現代口語を義太夫に乗せるという試みは、「これが義太夫に聞こえ、人形浄瑠璃に見えるにはどうしたらいいのか」という出演者の探究心を見ることができるという面で、面白いと感じる。このような高度な、かつ実験的な作品は、内製では絶対にできない。
しかし、現状だと、スベっていると感じる部分が多い。
一番の問題は、「この演奏、『義太夫』なの?」という点。
まず、今回わかったのは、たとえ文章自体は標準語であっても、大阪弁のイントネーション(現代で実際に話されている大阪弁ではなく、あくまで義太夫のイントネーションとしての発音)にすることで、かなり文楽の世界に寄せることができるということ。イントネーションが作り出す「佇まい」は、義太夫および文楽の世界観形成にとって、かなり大きいと感じた。
ただ、もう、全般的に、いまがどういう情景で、誰が何喋ってんのか、全然わからなかった。
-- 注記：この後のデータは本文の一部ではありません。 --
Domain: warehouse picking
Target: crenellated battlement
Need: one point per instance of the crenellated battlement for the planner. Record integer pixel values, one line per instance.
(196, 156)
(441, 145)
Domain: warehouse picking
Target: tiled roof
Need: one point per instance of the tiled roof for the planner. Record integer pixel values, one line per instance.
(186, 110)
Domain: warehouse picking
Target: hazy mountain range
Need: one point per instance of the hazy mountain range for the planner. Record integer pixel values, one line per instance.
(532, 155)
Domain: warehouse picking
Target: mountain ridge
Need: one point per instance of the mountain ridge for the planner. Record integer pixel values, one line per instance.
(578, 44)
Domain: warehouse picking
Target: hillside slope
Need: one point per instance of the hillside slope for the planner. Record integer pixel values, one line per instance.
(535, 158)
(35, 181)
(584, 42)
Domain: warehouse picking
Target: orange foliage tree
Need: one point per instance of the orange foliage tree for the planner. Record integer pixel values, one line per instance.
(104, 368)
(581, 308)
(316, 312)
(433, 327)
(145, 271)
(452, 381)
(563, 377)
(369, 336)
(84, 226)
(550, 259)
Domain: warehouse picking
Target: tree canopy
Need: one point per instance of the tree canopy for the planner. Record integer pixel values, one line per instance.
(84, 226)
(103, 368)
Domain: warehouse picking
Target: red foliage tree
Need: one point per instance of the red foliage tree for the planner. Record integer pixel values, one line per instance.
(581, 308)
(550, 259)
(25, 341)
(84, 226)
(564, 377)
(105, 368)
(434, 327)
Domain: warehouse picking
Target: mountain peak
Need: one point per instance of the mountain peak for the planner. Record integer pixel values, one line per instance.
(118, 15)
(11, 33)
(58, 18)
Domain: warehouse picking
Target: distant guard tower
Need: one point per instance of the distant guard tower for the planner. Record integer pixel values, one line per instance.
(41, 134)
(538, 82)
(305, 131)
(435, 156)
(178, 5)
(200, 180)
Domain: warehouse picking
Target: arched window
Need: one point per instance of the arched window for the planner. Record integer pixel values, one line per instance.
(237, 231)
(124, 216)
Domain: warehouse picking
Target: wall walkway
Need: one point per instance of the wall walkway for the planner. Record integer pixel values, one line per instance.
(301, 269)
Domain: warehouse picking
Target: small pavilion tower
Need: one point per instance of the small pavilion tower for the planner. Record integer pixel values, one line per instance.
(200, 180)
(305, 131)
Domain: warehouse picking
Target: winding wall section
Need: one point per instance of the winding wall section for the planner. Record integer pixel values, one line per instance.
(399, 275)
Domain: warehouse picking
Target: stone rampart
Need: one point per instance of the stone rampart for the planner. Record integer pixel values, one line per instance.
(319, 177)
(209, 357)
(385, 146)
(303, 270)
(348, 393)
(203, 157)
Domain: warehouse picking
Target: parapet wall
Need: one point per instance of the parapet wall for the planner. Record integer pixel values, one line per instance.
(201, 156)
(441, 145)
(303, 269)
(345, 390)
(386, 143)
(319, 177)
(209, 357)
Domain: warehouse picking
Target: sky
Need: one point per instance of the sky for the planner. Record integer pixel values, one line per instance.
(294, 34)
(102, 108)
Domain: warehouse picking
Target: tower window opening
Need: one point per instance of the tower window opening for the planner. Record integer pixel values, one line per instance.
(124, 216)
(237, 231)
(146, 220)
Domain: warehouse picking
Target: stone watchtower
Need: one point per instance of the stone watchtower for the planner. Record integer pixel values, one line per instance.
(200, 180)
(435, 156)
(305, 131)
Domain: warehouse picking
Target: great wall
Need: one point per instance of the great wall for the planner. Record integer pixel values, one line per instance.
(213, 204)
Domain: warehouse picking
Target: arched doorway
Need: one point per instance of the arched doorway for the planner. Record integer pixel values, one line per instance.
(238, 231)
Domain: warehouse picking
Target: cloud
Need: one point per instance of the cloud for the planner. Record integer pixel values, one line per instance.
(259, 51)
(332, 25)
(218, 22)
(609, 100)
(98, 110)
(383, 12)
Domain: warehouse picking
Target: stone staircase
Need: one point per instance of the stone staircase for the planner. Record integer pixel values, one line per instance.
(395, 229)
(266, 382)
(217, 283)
顕著なのが、杣の権六が山中で山父に出会い、言葉をかわすくだり。村人Aと山中の怪異が同じ喋り方というのはありえないのでは。「第三者が語っている地の文だから全部トーンが同じ」という解釈に振り切っているのかもしれないが(実際、原文はそういう体裁ともいえる)、平坦すぎて、かなり聞き辛い。今回、太夫の喉の調子が悪かったのか、咳き込んでいる部分もあったため、本当に何言ってるかわからなかった。*1
瓜子姫の機織り歌が怨霊のうめき声にしか聞こえないのも非常に気になった。終演後、近くの席に座っていた文楽初心者らしき方が、「なんか、何言ってるかわかんないところあったね🎵」「瓜子姫が呪文みたいなの唱えてたね☺️」と、ちいかわのような正直会話をしていた。
本作が初演されたときは越路太夫が語ったというが、どのような「義太夫」だったのだろうか。
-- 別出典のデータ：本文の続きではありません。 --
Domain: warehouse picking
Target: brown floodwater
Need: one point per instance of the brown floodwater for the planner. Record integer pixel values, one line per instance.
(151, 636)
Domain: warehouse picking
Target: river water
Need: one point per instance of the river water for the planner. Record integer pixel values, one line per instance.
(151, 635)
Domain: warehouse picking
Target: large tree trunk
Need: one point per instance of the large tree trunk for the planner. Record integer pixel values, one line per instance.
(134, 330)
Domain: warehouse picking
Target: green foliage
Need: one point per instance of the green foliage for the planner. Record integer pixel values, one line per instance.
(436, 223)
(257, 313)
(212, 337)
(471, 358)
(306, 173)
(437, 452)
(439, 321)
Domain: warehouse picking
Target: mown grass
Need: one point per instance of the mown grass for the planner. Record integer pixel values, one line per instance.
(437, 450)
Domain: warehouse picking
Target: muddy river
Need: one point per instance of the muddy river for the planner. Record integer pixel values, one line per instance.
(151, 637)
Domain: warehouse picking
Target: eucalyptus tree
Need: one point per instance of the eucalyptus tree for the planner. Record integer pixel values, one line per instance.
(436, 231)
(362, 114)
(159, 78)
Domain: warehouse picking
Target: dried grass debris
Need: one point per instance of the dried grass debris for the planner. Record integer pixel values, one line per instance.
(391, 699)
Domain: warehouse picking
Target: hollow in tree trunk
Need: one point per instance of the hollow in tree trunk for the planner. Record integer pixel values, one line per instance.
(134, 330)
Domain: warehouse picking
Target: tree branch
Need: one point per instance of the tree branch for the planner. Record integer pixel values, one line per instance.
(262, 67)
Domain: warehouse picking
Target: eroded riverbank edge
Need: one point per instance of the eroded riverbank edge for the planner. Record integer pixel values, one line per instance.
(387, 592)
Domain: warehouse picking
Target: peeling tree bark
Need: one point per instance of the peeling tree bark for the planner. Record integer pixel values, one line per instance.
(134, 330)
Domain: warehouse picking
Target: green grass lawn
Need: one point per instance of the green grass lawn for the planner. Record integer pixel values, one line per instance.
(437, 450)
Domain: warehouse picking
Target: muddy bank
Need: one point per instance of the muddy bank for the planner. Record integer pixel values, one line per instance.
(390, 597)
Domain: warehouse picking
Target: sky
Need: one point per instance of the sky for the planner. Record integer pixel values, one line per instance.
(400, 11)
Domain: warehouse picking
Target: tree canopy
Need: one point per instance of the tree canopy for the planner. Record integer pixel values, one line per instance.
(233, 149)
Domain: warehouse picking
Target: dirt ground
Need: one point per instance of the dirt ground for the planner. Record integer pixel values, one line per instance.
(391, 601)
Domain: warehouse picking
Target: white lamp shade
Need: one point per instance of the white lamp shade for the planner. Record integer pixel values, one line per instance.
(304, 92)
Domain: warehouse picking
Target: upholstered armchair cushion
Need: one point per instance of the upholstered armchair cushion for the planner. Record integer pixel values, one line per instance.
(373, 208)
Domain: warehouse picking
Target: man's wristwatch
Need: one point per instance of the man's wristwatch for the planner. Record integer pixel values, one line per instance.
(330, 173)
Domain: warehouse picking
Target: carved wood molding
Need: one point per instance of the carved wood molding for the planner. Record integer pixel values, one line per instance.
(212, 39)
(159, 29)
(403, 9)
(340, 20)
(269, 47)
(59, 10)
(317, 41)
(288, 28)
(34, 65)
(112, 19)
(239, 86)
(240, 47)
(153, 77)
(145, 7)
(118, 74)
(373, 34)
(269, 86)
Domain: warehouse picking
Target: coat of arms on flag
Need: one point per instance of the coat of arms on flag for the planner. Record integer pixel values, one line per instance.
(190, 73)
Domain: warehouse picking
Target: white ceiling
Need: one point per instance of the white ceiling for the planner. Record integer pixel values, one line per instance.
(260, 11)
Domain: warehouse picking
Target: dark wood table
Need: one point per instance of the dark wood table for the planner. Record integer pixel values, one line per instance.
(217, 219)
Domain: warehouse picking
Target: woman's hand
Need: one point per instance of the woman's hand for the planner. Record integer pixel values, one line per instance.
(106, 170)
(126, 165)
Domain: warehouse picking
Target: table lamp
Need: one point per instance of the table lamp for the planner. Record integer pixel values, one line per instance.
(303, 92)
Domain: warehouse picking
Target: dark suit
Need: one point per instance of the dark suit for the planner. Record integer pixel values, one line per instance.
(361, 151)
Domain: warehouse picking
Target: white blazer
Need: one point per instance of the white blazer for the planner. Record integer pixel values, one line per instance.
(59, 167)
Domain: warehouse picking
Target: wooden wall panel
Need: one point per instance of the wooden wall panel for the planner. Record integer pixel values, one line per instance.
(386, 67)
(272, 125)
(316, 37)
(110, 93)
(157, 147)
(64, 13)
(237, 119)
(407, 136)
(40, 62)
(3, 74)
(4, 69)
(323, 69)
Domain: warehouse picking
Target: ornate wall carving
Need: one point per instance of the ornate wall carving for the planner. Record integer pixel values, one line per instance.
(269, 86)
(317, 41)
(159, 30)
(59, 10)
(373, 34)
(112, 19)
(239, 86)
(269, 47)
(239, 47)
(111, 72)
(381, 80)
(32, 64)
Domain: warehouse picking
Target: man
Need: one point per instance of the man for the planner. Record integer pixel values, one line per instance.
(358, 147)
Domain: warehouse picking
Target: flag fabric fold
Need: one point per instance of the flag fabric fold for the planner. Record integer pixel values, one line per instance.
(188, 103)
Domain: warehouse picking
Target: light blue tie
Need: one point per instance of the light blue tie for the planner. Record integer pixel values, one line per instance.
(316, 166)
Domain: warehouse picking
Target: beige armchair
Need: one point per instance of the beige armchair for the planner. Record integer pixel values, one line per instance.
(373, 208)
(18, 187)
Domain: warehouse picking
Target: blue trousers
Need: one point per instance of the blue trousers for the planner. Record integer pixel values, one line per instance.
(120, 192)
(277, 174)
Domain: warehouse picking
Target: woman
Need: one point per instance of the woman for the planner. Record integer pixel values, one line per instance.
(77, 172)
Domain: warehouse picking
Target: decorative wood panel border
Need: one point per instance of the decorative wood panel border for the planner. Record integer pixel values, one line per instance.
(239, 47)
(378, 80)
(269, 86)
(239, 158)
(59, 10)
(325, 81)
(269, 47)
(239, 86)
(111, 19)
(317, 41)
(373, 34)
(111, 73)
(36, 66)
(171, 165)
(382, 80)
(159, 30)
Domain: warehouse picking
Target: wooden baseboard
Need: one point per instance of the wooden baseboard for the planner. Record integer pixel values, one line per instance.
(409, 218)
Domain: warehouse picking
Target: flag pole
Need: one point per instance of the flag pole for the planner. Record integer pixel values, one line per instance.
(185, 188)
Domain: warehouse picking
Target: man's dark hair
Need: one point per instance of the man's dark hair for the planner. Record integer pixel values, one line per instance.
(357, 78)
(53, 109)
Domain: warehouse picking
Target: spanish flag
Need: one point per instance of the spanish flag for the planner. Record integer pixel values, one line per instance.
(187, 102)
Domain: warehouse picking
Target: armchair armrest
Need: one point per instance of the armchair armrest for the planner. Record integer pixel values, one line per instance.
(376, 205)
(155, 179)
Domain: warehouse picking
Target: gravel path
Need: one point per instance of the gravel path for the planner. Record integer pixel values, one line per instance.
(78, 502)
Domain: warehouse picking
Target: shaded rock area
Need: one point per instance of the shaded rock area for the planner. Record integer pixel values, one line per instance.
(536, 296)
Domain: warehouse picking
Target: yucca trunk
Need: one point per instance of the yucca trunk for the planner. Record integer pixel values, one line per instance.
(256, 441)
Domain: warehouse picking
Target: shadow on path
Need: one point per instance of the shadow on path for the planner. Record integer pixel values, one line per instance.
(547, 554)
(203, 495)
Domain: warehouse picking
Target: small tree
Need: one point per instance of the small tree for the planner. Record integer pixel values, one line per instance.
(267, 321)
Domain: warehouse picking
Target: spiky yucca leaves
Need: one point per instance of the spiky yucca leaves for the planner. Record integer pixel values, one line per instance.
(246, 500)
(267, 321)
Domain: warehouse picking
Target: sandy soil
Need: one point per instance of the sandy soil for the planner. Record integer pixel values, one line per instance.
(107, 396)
演出的な面で、この物語の面白さを活かしきれていないのではと感じた面もある。
本作は、高度なイマジネーションを含んだ作品だ。「あまんじゃく」とは何なのかの思索が観念的に語られており、非常に面白い。これについては、前回2022年大阪7・8月公演で上演されたときの感想に詳しく書いた。
今回観てあらたに気づいたのは、人間の世界「里」と、そうでない世界「山」の距離感の面白さ。じっさやばっさ、瓜子姫、権六は「里」に住まい、山父やあまんじゃくは「山」に住んでいる。「里」と「山」は、地面としては一枚につながっているが、登場人物たち(怪異のみなさん含む)にとっては、属性の違う空間として捉えられている。わたしが住む場所と、わたしでない者が住む場所。わたしの場所以外に踏み込むことのタブー性。そのこわさ、おそれ、異質さ。彼らは本来交錯しないが、ときには交錯する瞬間があるということが、本作の鍵となっていると思う。
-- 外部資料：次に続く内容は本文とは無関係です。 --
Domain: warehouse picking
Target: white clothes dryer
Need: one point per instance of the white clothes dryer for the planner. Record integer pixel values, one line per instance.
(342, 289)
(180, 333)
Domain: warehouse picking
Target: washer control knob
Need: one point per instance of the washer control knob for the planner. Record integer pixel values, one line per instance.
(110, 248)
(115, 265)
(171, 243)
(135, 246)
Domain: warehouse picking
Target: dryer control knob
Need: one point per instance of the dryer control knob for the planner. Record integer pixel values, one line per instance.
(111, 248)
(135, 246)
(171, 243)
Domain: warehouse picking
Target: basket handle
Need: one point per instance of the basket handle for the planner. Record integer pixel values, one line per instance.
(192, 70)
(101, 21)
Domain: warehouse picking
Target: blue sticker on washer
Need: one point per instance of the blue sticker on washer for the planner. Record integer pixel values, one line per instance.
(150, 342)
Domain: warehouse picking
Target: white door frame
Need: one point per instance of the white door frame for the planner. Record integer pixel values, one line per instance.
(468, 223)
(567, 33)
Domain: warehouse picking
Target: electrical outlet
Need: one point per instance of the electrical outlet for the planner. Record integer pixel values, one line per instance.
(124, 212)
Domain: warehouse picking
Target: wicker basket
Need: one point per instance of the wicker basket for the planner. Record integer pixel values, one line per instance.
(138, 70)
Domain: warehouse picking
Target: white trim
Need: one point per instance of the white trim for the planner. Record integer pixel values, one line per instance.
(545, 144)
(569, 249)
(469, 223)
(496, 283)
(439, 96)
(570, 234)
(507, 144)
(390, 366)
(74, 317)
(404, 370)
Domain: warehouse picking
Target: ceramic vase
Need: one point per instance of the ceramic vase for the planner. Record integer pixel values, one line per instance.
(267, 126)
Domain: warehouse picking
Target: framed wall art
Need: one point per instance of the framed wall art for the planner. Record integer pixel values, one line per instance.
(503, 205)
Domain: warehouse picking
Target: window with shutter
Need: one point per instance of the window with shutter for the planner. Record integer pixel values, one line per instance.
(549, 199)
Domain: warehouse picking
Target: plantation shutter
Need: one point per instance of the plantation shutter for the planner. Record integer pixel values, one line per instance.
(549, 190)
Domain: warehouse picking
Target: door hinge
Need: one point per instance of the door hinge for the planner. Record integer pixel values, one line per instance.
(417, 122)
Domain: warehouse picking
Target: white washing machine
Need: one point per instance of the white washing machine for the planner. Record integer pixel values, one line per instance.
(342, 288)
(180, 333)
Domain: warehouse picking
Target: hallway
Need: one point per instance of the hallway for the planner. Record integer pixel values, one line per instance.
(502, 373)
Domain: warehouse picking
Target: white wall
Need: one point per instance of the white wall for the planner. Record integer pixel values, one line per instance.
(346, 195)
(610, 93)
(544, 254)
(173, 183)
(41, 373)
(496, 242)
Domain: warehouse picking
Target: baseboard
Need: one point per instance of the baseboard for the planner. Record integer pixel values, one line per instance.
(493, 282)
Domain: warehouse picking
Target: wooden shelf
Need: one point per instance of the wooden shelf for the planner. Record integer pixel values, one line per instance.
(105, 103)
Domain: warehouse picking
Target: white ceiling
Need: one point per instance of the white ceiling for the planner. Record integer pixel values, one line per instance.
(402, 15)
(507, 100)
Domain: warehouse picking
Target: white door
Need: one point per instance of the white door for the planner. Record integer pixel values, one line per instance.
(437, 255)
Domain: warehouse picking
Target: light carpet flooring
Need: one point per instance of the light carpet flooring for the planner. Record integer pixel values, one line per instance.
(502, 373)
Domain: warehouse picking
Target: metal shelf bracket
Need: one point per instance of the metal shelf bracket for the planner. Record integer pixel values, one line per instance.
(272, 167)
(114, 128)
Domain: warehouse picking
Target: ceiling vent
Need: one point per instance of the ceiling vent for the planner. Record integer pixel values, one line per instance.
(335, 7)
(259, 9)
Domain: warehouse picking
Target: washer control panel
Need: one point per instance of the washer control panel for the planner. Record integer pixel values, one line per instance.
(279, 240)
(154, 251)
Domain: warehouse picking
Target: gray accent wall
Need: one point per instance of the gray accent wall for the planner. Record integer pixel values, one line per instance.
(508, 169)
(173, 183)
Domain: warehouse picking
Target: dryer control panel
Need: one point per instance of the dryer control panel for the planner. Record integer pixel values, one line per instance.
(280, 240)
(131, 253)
そのうえで、本作を江東区会場の狭いステージで上演するのは、ちょっと厳しいと感じた。というのも、間口が狭すぎて、「里」と「山」を同時に舞台上へ出したとき、接近しすぎて、空間的区別がつかないのだ。
前述の通り、本作は、「里」と「山」の交錯しそうでしないようでしている絶妙な距離感が重要な意味をもっている。しかし、今回は、「里」と「山」が、どこでもドア並に近くなってしまっていた。山の場面は2つある。杣の権六が山中で焚き火をしているときに山父と遭遇するくだり、瓜子姫が裏山へ吊るされるくだり。この2つの場面では、舞台の照明を暗く落として上手(かみて)にある瓜子姫ハウスの屋体を見えないようにしたうえで、下手(しもて)のキワに出た人形にだけ照明を打ち、明暗で区切るという手法が取られていた。しかし、権六や瓜子姫がいる「山」に見立てられた位置と、「里」である屋体が物理的にあまりに近すぎる&そのせいで人形用の照明が屋体にも当たって家が見えてしまっていて、「家の前でなんかしてる」ようにしか見えなかった。文楽劇場だと、人形と屋体のあいだの距離を確保できていたので、違う空間として見えていたと思うが……。文楽劇場のステージも極端に広いわけではないけど、どうしてたんだっけ? 「山」のシーンをやっているときはさらに照明を落とす等したほうがいいのではと思った。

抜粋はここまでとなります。